Fitak, R. R., J. L. Koprowski, and M. Culver. 2013. Severe reduction in genetic variation in a montane isolate: the endangered Mount Graham red squirrel (Tamiasciurus hudsonicus grahamensis). Conservation Genetics 14:1233-1241.


Robert R. Fitak
John L. Koprowski
Melanie Culver

The Mount Graham red squirrel (Tamiasciurus hudsonicus grahamensis; MGRS) is endemic to the Pinaleño Mountains of Arizona at the southernmost extent of the species’ range. The MGRS was listed as federally endangered in 1987, and is currently at high risk of extinction due to declining population size and increasing threats. Here we present a genetic assessment of the MGRS using eight nuclear DNA microsatellite markers and a 472 bp fragment of the mitochondrial cytochrome b gene. We analyzed 34 MGRS individuals and an additional 66 red squirrels from the nearby White Mountains, Arizona (T. h. mogollonensis).

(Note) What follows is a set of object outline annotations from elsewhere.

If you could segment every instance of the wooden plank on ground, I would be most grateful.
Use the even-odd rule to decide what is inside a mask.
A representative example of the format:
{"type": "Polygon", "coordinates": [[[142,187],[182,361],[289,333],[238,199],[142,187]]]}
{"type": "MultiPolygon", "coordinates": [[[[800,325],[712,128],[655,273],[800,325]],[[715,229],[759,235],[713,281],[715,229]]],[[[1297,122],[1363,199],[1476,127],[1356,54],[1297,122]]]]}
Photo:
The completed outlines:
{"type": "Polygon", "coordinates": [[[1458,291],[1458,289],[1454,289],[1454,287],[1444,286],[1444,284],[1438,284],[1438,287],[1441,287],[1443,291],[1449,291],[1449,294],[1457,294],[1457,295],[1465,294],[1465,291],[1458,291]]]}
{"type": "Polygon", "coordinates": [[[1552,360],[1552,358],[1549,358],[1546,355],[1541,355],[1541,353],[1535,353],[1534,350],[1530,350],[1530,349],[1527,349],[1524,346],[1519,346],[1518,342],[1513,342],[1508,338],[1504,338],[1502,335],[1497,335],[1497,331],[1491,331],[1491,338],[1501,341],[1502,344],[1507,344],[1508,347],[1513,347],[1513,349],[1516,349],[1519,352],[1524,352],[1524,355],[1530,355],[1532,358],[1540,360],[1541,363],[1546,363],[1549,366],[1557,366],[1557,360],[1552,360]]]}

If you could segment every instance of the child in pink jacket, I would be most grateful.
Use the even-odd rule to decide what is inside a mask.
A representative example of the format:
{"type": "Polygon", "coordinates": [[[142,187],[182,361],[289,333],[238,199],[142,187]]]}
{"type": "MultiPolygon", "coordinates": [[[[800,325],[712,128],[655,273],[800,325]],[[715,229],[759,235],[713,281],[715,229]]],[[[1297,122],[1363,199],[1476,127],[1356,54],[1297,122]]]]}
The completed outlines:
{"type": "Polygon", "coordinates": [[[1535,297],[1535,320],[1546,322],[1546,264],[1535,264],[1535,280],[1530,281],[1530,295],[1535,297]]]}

Both nuclear and mitochondrial DNA analyses revealed an extreme reduction in measures of genetic diversity relative to conspecifics from the White Mountains, suggesting that the MGRS has either experienced multiple bottlenecks, or a single long-term bottleneck. Additionally, we found a high degree of relatedness (mean = 0.75 ± 0.18) between individual MGRS. Our study implies that the MGRS may lack the genetic variation required to respond to a changing environment. This is especially important considering this region of the southwest United States is expected to experience profound effects from global climate change. The reduced genetic variability together with the high relatedness coefficients should be taken into account when constructing a captive population to minimize loss of the remaining genetic variation.